私はなんで塩の彼女(予想)とこうしてお茶をしてんだろ……

そんなことを想いながら私は数時間前のことを思い出していた……




数時間前、私はビネガーさんにお使いを頼まれて街にお買いものにきてたわけだけど。

頼まれた品は全部で3つ。

うち2つまではすぐに終わったけど問題は3つめ。


どこにあるのかわかんないし、歩き回ってて少し疲れたし。

まぁ、どうしようかと思った時に彼女と遭遇して現在に至る……――



「あなたが氷雨様と同郷なことは知ってますわ。……召喚の経緯も。」


塩からこの人がソルトさんの元カノだっていうのは聞いてたけど……まさかこんな唐突に知ってます発言くるとは思わないよね!?

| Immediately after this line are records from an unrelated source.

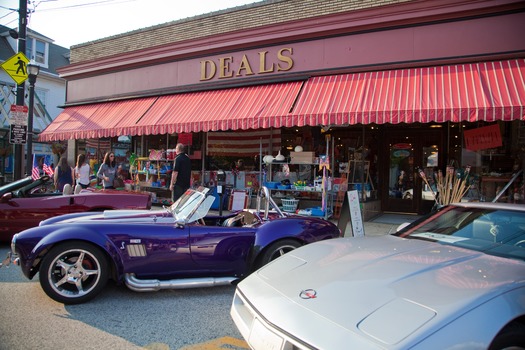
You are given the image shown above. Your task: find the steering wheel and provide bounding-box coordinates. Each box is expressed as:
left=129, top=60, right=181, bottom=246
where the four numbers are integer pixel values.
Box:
left=29, top=186, right=47, bottom=194
left=514, top=239, right=525, bottom=248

……想いあってるとは言ってたけど付き合ってるとは言ってないもんね!だから予想なんだよ!

ていうか名前呼びなのね。


「えっと、お姉さんは塩のことどう思ってるの?」

「愛しく想ってます。当時を知ってる方々にはセザウリウス様の代わりにしてるんだろうと言われますが」


ちなみに!セザウリウスってのがソルトさんの名前らしいよ!長いよ。

にしても、このお姉さんはホントに代わりに見てるわけじゃないんだなぁ……


「私はフォル・カロテンといいます。えっと、一応アルラウネと呼ばれていた種と人の半獣です」

「あ、そう言う系も半獣になるんだね。」


フォルさんはえぇ、と頷いてそれからある意味重要とも言えることも言っていた。


「セザウリウス様が亡くなった原因はある意味では私なのかもしれません」

「そうなの?確かソルトさんって育成してた魔植物に襲われて吸収されたんじゃなかったっけ?」

「えぇ、その植物は私の髪を加えたもので……ただその植物自体は吸収後に枯れてしまいましたが……」


……でもなんでそんな話を私にしてきたんだろ……って思うじゃん?


「先日、尾行していましたよね?」

「あれ、気付かれてた!?」


フォルさんが言うには宿までは尾行してたことに気付いてたらしいけどさすがに宿の隣室に入ったのは気付かなかったらしい。

……なんていうか申し訳ない感じが……


「お付き合い、しちゃえばいいのに。」

「そうもいかないんですよ……」


めんどくさいんだね。いたしてるのに。

でもそういうのは言わないよ!精神衛生の問題で。



……にしてもなんで私はフォルさんの話を聞いてるんだろ?

まぁ、オランジュース美味しいからいいけどさ。


結局私はオランジュースを飲み終えるまでフォルさんと話をするのだった。

てことで塩の相手であるアルラウネの半獣、フォル・カロテンさんです!

ちなみにいろんな意味で押しが強い。